The Ministry of Defense has approved – sometimes exceptionally – a series of arms deals between Israeli defense industries and the Abu Dhabi

F-35 to the Amiraties

Behind the scenes of the historic agreement: Abu Dhabi government and the Israeli Ministry of Defense have signed a series of arms deals worth about $ 3 billion in the past year and a half, according to Yedioth Ahronoth.

Emirates has pledged: We will not pass on systems and knowledge to other parties.

Transactions included intelligence gathering systems, optical systems, cyber, monitoring (cameras, etc.), and border protection systems.
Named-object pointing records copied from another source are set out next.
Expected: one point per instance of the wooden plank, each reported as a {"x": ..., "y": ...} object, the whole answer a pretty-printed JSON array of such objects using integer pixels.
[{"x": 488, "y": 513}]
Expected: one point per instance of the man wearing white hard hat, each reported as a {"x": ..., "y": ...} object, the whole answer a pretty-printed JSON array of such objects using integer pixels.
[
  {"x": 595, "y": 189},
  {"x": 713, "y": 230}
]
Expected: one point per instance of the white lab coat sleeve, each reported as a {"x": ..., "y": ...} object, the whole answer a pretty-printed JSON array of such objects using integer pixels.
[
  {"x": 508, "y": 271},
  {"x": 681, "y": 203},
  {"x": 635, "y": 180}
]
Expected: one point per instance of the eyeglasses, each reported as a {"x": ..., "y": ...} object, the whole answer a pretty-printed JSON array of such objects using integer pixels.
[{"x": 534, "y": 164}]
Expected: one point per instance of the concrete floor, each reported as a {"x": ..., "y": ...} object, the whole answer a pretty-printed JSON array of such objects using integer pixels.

Most of the deals made are of defensive weapon systems but not only – some have been overshadowed as a result.

In the Ministry of Defense, in collaboration with the Ministry of Foreign Affairs, there is a committee that can exclude arms deals as in this case. In exchange for a signature and commitment from the emirates not to transfer the systems and knowledge to third parties – it was decided to approve the deals.

In a statement issued by Prime Minister Benjamin Netanyahu on the announcement of the establishment of relations with the Emirates, Netanyahu promised that this was a “new breakthrough – peace for peace.”

The Prime Minister added: “Establishing true peace is our desire – a peace that maintains security and the most valuable assets of our people, a peace that keeps the war away and does not bring it closer.”

This morning, Yedioth Ahronoth reported that as part of a covert clause in the peace agreement, the UAE will receive tens of billions of dollars worth of F-35s and UAVs from the United States. It was also reported that the deal has been frozen so far due to Israeli opposition – and now the US administration is about to thaw it. It should be noted, however, that this is a rather old request from the UAE that has not yet been approved by the US Congress.

Netanyahu insist that there has been no change in Israel’s opposition to the sale of tie-breaking weapons to any Mideast nation.

Under understandings, Washington has refrained from Middle East arms sales that may blunt Israel’s “qualitative military edge” (QME).

Intelligence Minister Eli Cohen denied the publication, saying that “there is no change in the policy that opposes the sale of advanced weapons to Arab countries that could reduce Israel’s military superiority.” Cohen added in an interview here on Net B: “Israel has not given its consent to change the arrangement.”